Monday, Apr. 18, 1983
Scheming Under the Spires
By RICHARD SCHICKEL
PRIVILEGED Directed by Michael Hoffman
Screenplay by Michael Hoffman, David Woollcombe and Rupert Walters
Intellectual intensity, social arrogance, psychological self-absorption, sexual confusion and, above all, a ferocious literacy: if Privileged is to be believed, student life at Oxford appears to be as immutable in its ways as the university's famously dreaming spires are in theirs. It would seem from this movie that Evelyn Waugh and all the other novelists who made the world aware of what it was like to be young, gifted and absolutely tops in an elitist society could safely drop in for tea at Oriel or Balliol or any of their formative haunts and feel utterly at home. And this despite the decades of welfarism and general leveling that have wrought so many changes in the rest of British life.
Or perhaps not. Perhaps the manner of the movie's making says more about the quality of undergraduate ambitions these days than the film's rather conventional view of its subject admits. For Privileged, written with assurance, acted with panache and technically quite smooth and knowing (despite a murky blowup from 16 mm to 35 mm), is, of all things, a student film. It was conceived, created and hustled into the world's film markets by a cooperative of Oxonians in the same age bracket, 20 to 27, as the students they have conspired to place on the screen. The chief difference between creators and creations is that the former apparently have a more vaulting sense of what young people can accomplish if they devote their nerve, energy and talents to doing something of more general interest than merely finding themselves or turning up someone suitable to sleep with.
This does not mean the group, which raised much of the picture's minuscule $60,000 budget from family and friends (with the aid of an Oxford alumnus. Director John Schlesinger, who helped get production equipment at a discount), has achieved a perfectly glittering surprise on its first try. Indeed the film is flawed at its center by an unattractive protagonist named Edward, an oversmart, oversmug womanizer and all-around user of people, who is supposed to summarize all that is wrong with traditional Oxford attitudes. In this role Robert Woolley does the nasty bits well, but mostly leaves out those moments of charm and vulnerability that might have evoked real sympathy.

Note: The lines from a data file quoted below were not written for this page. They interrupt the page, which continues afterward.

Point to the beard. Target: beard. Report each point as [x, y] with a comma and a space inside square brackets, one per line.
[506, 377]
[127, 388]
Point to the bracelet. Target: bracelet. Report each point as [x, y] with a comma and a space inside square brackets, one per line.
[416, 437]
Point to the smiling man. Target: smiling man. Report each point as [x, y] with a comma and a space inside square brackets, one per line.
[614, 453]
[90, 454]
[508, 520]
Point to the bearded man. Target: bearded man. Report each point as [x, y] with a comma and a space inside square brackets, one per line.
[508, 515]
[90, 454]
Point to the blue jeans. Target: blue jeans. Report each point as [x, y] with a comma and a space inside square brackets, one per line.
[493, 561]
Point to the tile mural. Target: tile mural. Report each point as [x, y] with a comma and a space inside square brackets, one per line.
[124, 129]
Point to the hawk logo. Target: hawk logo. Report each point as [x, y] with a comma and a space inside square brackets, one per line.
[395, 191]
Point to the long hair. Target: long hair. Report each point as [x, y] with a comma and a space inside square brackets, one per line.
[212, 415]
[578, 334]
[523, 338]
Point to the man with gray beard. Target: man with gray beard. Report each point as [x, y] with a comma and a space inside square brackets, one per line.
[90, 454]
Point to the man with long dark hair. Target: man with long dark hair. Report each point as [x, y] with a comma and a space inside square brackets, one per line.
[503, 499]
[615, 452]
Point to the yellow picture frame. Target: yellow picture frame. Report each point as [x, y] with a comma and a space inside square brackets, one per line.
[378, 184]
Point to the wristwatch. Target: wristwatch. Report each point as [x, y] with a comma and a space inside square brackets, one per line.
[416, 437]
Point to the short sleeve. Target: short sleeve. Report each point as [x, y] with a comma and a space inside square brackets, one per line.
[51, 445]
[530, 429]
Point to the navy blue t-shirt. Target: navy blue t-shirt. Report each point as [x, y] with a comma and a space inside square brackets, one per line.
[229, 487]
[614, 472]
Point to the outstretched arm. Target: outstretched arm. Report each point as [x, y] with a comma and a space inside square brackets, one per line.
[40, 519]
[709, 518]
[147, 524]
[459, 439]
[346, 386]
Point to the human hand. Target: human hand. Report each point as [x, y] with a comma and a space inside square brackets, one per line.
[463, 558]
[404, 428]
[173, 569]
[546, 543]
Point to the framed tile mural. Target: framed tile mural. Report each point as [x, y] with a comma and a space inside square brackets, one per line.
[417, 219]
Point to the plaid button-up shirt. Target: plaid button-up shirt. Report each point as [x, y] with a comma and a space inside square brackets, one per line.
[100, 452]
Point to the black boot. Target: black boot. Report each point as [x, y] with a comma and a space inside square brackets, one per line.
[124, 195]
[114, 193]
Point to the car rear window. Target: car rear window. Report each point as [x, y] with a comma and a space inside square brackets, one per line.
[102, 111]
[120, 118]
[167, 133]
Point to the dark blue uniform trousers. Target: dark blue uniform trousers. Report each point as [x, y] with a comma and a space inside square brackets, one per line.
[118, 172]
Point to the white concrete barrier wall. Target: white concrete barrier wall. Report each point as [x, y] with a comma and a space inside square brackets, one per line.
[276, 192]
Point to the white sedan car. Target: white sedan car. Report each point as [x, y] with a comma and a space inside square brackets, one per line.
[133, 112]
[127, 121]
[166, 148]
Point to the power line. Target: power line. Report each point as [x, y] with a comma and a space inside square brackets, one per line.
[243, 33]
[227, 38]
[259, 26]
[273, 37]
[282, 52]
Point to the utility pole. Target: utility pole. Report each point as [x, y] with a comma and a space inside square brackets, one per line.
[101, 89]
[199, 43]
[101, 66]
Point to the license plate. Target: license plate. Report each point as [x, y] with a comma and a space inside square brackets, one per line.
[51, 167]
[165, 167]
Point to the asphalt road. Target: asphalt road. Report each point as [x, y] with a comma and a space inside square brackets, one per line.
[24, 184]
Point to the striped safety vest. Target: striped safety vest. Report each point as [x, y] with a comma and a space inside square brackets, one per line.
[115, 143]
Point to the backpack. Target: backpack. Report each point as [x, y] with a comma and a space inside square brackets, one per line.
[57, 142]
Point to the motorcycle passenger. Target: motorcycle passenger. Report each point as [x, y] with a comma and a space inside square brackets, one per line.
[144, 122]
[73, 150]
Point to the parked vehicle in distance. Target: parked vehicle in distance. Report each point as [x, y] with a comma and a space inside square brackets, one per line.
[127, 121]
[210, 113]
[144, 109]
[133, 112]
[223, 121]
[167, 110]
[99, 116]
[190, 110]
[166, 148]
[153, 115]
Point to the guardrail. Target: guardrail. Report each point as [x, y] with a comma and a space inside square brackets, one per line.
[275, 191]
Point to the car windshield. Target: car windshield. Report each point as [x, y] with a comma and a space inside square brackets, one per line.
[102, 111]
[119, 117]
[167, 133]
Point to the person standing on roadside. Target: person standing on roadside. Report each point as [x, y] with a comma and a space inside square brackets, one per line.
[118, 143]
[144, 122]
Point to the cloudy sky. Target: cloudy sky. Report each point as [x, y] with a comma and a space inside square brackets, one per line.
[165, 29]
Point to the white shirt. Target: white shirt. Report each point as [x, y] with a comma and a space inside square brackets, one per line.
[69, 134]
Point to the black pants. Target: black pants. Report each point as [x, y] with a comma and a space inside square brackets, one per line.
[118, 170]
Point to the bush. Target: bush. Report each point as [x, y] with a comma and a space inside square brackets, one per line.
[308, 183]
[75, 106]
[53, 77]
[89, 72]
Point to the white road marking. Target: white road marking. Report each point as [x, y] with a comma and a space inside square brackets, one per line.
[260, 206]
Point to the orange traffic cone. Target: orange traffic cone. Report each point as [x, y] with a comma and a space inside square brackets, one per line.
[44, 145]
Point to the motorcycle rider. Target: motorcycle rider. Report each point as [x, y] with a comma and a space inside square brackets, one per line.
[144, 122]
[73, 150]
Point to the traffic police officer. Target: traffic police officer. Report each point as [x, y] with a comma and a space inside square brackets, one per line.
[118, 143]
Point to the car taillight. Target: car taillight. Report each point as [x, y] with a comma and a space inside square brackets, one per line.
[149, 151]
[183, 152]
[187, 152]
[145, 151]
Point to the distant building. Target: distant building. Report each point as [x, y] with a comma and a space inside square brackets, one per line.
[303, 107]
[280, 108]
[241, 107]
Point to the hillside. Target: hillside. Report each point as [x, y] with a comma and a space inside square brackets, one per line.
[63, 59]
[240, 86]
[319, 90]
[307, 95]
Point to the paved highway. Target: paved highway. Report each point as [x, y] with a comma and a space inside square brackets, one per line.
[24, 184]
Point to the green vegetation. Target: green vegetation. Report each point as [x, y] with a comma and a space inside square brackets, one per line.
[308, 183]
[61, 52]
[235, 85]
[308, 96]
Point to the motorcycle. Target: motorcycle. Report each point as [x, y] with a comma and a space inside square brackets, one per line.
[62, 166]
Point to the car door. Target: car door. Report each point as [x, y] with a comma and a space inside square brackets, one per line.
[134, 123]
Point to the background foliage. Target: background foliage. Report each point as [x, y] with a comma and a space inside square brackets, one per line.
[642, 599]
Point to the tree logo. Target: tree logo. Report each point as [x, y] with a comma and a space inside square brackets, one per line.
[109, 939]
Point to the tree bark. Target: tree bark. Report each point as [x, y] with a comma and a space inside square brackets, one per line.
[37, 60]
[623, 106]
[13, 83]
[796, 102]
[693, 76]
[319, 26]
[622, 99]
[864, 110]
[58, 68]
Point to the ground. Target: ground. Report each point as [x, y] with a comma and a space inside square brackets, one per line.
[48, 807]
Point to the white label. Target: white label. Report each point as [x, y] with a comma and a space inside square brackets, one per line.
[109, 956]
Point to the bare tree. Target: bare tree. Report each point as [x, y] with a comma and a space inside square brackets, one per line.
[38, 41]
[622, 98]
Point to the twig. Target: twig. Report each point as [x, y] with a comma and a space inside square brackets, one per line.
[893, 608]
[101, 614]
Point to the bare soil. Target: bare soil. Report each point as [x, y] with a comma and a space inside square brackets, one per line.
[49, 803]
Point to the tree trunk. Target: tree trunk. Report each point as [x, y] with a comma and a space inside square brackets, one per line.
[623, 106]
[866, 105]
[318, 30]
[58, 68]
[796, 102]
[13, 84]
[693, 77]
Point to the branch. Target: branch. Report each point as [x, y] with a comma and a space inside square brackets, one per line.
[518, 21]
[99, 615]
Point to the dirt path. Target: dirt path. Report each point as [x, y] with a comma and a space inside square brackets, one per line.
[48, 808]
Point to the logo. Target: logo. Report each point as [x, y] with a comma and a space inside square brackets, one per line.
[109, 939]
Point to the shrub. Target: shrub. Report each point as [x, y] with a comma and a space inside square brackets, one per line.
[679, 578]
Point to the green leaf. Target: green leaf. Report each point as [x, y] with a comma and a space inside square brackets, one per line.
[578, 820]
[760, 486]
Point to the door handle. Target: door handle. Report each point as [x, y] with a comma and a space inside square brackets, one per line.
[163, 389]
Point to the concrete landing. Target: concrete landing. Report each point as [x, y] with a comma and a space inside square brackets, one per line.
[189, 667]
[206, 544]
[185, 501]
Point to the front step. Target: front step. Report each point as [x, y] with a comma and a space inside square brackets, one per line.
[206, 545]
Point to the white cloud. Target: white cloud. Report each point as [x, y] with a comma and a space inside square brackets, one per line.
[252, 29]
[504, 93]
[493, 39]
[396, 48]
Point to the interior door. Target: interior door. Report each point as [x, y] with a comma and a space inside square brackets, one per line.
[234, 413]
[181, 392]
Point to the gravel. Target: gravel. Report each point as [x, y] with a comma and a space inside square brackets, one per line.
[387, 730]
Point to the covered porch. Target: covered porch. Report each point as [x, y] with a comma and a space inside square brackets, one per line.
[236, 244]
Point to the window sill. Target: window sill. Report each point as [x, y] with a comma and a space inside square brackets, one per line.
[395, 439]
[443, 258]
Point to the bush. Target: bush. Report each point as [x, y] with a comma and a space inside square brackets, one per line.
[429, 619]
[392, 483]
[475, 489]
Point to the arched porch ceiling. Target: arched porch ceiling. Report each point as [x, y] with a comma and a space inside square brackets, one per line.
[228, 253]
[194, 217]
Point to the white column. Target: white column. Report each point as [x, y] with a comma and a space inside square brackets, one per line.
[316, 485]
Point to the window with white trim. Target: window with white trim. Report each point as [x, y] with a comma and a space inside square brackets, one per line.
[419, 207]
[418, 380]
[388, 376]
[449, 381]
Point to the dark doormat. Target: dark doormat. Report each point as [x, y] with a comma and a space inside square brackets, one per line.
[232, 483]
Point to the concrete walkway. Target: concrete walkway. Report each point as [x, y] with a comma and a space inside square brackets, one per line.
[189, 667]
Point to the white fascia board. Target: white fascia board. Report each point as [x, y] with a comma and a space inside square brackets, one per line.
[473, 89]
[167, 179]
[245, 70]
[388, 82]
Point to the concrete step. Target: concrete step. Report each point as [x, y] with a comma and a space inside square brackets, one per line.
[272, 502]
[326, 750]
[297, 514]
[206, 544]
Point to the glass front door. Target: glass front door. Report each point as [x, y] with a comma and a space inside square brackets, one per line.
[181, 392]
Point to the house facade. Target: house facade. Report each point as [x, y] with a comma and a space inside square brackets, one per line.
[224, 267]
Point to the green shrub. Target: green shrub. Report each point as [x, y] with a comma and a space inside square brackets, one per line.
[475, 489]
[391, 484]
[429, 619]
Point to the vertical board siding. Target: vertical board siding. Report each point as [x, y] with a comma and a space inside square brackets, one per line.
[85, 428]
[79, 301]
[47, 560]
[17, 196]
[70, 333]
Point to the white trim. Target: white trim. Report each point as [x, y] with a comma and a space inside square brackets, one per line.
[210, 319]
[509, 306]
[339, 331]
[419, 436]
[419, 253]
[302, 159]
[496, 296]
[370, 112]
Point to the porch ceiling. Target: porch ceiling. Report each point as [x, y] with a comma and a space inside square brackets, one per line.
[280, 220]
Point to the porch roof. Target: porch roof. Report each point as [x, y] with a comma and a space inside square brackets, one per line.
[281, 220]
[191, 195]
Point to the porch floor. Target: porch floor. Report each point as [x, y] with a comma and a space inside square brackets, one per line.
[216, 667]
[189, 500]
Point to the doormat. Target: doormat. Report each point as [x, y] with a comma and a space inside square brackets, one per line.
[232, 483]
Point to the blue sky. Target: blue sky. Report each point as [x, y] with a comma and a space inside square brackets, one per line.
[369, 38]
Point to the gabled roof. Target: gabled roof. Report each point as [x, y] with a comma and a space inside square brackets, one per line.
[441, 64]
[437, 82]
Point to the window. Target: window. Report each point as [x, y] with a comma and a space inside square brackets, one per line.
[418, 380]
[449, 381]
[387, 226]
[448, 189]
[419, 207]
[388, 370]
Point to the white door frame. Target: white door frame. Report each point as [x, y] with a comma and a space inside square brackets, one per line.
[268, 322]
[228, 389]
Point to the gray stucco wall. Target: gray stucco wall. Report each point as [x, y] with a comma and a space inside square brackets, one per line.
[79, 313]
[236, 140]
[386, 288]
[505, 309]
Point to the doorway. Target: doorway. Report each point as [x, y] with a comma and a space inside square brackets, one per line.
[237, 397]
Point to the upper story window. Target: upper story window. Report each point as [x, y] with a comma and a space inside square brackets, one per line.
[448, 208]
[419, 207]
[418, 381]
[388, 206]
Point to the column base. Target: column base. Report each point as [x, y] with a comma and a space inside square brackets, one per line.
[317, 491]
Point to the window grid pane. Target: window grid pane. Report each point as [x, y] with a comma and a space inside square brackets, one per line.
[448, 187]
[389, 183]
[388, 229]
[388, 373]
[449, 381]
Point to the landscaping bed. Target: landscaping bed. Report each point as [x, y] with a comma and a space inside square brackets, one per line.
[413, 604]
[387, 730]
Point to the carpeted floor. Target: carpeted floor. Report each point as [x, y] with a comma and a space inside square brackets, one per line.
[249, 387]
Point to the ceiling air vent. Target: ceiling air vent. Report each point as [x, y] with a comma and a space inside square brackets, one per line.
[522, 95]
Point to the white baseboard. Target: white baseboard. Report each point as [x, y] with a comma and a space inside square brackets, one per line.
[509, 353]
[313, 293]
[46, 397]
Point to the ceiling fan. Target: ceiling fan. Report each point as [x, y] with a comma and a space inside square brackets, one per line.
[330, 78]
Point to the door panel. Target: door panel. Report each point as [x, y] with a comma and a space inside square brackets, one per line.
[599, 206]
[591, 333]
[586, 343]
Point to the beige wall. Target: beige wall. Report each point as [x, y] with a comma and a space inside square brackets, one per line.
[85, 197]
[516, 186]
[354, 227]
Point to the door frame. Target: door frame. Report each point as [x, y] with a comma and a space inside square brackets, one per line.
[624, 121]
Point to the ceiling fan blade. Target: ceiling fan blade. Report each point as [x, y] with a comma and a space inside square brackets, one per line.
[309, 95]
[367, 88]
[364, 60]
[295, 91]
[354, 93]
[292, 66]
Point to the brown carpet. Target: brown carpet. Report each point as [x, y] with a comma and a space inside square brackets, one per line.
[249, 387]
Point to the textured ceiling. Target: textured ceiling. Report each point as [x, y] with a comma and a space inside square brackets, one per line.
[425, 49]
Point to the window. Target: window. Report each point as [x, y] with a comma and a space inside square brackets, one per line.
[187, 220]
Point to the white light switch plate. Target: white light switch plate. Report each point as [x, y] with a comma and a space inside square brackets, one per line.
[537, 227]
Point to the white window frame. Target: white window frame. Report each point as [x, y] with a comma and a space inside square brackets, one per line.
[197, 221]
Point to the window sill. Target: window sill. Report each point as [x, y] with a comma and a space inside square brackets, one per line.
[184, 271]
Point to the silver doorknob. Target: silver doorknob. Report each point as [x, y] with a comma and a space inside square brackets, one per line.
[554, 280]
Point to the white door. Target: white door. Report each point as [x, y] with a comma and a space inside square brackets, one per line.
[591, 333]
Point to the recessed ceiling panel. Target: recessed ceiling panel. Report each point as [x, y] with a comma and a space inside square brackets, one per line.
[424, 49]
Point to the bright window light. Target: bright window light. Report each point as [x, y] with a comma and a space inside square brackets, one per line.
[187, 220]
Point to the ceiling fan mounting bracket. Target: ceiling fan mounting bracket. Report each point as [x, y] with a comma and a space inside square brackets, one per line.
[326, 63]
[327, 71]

Even so, Privileged offers many pleasures. As Anne, the young woman who does not know quite what to do about Edward, Diana Katis, the cast's one professional, is very fine. There is a sweet reserve to her playing, and a sense that despite her temporary befuddlements, her Anne is on the way to becoming a woman of genuine, and entrancing, character. Having her conduct her relationship with Edward while they are involved in a drama club production of The Duchess of Malfi puts them in logical touch with a group of eccentrically orbiting minor characters and imparts a resonance, narrative richness and a range of human interest extraordinary to find in a film by young people.
Privileged's profits will go to the Oxford Film Foundation, which the movie's producer, Richard Stevenson, a 27-year-old American, helped establish. It will provide professional movie training, which has never existed at Oxford. This might be a mistake. The film, whatever its miscues, already has what no trade school can teach: a sense of how intelligent people think, talk and act within a cultivated society. It is hard to find that in any movie today, rare indeed to find it in the typical academic product.